Despite repeated warnings from Maryland's Sen. Paul S. Sarbanes and other critics that the nation's chief central banker was short-circuiting the economy, Mr. Greenspan's sound monetary policies worked. Growth rates expanded at a torrid 4 percent in 1994 while unemployment dropped and inflation was contained nicely.
To be sure, Mr. Greenspan's limited austerity did not work out precisely as planned. He had hoped that by moving up short-term interest rates to 6 percent from 3 percent incrementally, financial circles would be convinced he had matters so under control that long-term rates would drop. Instead, they shot up from just below 7 percent last February to more than 8 percent before easing to about 7.5 percent. Why he did not act more in keeping with his "preemptive strike" rhetoric with early, jolting boosts in short-term rates drew an answer in House hearings. Mr. Greenspan said he feared such tough action would have so "destabilized the markets" as to wreck his other objectives.

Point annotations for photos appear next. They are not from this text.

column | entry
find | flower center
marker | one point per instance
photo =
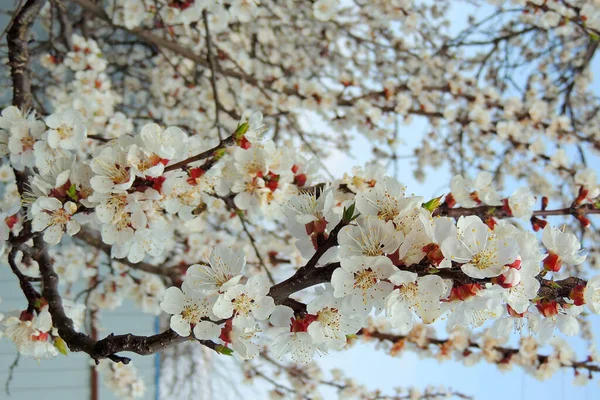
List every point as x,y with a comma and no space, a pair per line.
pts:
191,313
65,132
365,279
243,304
27,142
329,317
408,292
60,217
484,259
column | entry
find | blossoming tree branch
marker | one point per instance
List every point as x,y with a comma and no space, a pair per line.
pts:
160,151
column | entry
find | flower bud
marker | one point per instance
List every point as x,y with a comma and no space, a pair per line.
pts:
552,262
577,295
548,308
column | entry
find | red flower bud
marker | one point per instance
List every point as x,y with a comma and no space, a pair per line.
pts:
552,262
548,308
577,295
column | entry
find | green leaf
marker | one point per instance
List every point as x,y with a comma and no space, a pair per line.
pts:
554,285
224,350
348,214
432,270
61,346
241,130
72,192
432,204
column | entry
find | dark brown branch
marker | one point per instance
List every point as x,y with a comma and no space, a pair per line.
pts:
18,53
500,212
77,341
213,71
204,155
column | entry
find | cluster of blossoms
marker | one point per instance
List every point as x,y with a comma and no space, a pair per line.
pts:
388,252
101,170
391,257
469,349
33,333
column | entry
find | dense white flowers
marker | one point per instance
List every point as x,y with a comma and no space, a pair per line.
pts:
481,252
419,295
223,272
189,309
140,157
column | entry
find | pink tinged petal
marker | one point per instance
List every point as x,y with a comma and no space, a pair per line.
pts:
502,328
173,301
258,286
263,308
53,139
281,317
223,307
205,330
180,326
401,318
315,330
40,221
403,278
73,227
53,234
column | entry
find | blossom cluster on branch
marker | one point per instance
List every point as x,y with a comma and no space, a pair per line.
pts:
133,164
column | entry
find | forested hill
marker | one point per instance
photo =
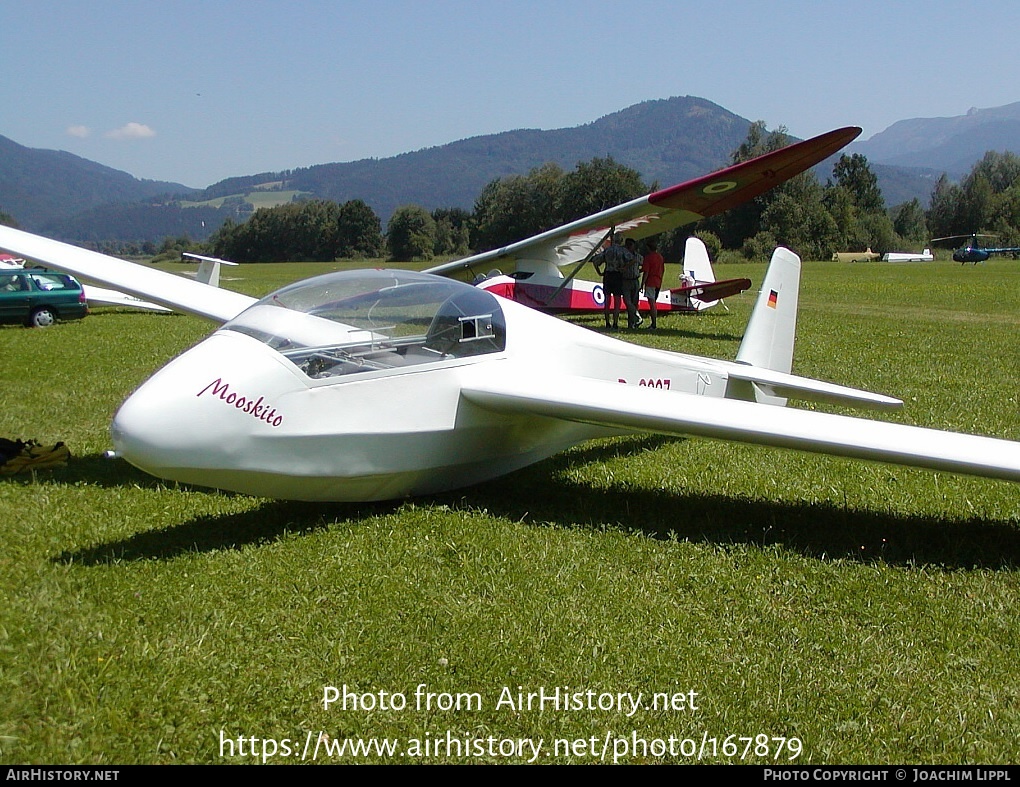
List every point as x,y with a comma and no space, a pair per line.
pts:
39,188
668,141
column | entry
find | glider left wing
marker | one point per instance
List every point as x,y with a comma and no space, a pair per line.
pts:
666,209
645,409
148,283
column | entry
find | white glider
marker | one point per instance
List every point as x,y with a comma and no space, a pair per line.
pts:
375,384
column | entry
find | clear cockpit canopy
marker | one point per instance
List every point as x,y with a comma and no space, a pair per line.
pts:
374,320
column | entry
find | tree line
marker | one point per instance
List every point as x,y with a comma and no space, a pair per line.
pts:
815,219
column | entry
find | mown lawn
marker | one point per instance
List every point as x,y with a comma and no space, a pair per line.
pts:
867,611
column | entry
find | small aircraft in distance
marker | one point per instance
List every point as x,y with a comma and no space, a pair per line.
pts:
974,252
538,281
208,273
376,384
925,256
208,268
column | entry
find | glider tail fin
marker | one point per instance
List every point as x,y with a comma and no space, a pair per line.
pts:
768,340
208,273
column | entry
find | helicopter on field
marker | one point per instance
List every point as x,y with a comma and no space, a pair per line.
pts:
974,252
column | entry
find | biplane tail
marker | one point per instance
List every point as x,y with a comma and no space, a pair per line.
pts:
696,262
768,340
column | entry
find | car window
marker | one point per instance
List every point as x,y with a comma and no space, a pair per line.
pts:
12,282
49,281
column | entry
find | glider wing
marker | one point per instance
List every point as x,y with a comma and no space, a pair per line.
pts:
645,409
147,283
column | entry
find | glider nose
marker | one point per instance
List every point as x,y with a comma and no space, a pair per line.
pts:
195,420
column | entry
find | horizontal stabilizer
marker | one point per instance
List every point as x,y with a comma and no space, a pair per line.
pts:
715,291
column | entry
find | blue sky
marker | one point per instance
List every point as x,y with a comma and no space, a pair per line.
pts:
195,92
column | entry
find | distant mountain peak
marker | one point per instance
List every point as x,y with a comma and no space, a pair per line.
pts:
947,144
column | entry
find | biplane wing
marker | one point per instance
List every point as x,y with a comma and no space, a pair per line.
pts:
662,210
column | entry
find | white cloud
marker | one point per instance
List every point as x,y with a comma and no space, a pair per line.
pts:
132,132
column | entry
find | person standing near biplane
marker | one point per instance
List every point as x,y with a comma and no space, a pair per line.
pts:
653,268
619,267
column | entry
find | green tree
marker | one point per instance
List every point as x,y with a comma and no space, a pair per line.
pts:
512,208
945,216
595,186
452,230
908,221
744,221
359,231
411,233
854,174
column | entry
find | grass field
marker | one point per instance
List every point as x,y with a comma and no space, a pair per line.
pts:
868,612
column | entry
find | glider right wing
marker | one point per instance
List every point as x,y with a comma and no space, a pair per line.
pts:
664,209
645,409
148,283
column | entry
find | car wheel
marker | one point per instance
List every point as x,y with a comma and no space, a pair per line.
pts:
42,318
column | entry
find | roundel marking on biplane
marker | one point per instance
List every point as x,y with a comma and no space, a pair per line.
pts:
719,188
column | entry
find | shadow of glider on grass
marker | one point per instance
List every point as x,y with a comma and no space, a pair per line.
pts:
374,384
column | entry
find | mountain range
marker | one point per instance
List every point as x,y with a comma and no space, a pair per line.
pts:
667,141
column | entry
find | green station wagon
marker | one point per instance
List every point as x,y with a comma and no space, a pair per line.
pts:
39,298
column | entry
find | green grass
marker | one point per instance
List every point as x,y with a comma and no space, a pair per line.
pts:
867,610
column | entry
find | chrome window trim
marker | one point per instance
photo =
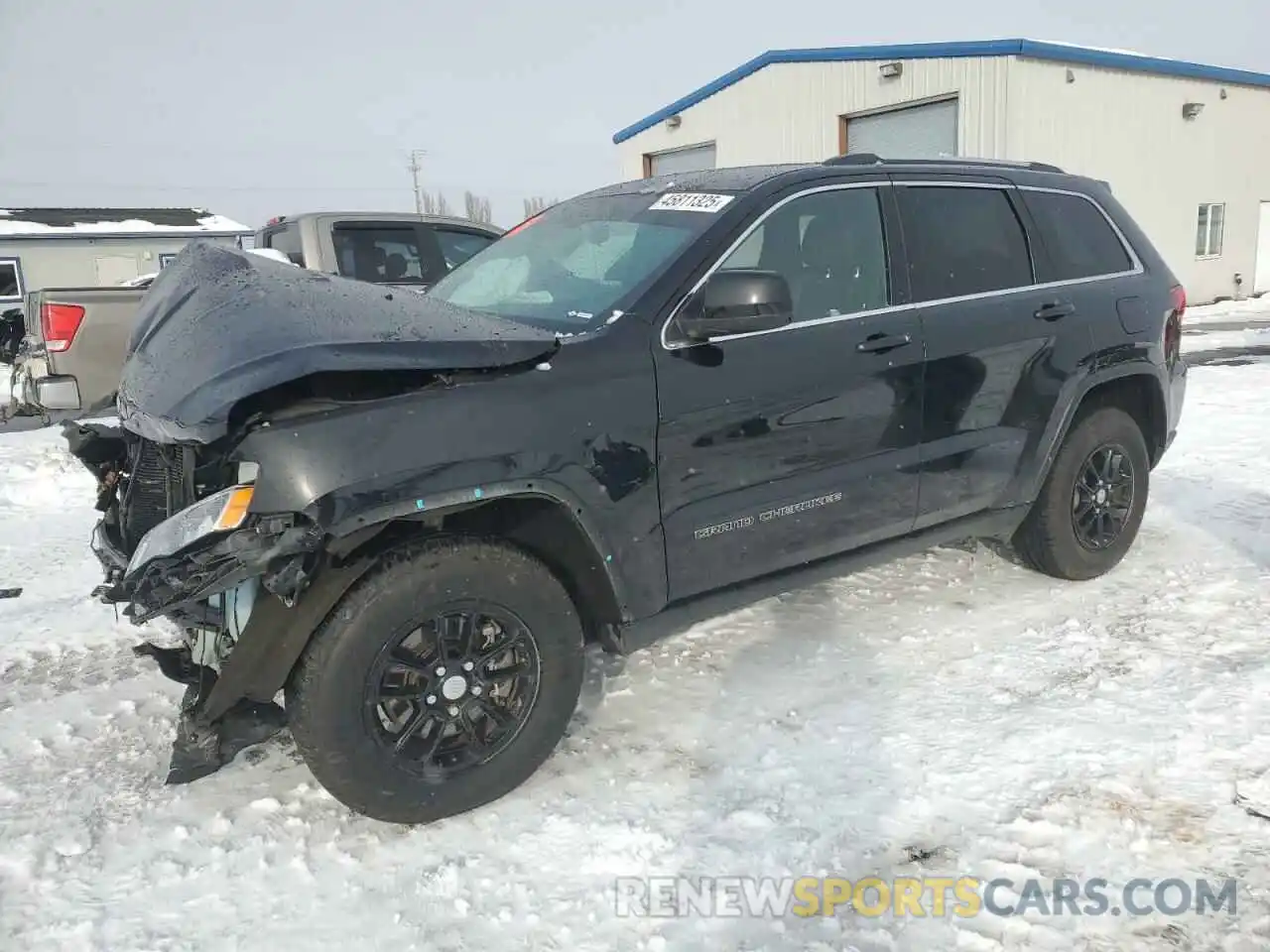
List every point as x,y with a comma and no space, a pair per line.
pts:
912,306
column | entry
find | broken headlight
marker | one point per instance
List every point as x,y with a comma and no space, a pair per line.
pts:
221,512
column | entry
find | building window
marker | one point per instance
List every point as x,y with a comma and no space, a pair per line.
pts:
1207,232
10,280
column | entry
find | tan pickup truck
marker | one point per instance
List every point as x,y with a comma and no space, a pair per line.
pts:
77,338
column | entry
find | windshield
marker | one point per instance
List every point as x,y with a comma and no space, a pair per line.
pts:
572,266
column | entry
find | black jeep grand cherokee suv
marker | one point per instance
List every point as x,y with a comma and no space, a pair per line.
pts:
411,513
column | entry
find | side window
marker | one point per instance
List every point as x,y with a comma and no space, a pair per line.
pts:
286,240
457,246
389,254
830,249
1080,240
10,281
962,241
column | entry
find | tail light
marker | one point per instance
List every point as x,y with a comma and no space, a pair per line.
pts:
1174,325
60,324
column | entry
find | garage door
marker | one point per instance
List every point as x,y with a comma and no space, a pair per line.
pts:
694,159
916,132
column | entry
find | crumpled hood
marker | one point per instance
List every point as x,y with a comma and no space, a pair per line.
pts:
218,325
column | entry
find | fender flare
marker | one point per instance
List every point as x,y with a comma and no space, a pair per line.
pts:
1030,480
340,518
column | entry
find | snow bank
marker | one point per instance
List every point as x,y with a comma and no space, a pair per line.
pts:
209,223
1252,308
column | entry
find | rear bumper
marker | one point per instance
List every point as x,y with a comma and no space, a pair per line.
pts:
1176,400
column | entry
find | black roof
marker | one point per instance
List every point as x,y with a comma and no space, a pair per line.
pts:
749,177
738,179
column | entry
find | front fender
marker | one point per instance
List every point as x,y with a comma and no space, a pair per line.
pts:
425,456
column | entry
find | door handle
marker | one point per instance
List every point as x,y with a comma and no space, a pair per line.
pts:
1055,309
879,343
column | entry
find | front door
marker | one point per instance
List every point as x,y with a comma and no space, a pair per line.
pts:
781,447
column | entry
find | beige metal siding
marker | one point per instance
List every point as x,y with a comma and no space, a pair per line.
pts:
1128,128
789,112
63,262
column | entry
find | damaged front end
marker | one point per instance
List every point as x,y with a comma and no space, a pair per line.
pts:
177,539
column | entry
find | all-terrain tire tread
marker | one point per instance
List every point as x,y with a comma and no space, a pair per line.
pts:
423,556
1046,538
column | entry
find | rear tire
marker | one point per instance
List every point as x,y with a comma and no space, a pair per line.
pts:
349,690
1075,529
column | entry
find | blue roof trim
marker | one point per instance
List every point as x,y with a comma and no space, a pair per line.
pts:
1057,53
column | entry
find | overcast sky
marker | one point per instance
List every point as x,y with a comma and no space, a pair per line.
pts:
255,108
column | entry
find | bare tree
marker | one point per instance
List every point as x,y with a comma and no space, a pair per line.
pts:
477,208
532,206
436,203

Because the stock market is a contrary institution, seeming to rise on bad news and falling on good, is yesterday's breakthrough a bad omen? Not in our view. The projected decline from 4 percent to 2.5 percent in GDP this year puts the economy on course for a prolonged recovery with stable prices. Investor confidence is chasing bears from the bond market and setting stock bulls in motion.
Another favorable factor is the Washington consensus for cutting federal spending. Mr. Greenspan, the conservative money meister, sides with Republicans in hacking deeply and with Democrats in using savings for deficit reduction rather than for tax cuts he considers unnecessary. The Fed chief also questions how a Balanced Budget Amendment can be enforced, favors requirements for 60 percent majorities in passing spending bills and even supports a return to the gold standard.
Although there is no need to swallow the Greenspan approach whole, Congress and the White House should listen when the Fed chairman speaks. After all, he has more economic clout than any other official in Washington -- including the president -- and his track record is pretty good. With world financial markets in turmoil, as the Mexican financial crisis so vividly demonstrates, sound monetary policy in Washington is a vital ingredient of American global leadership.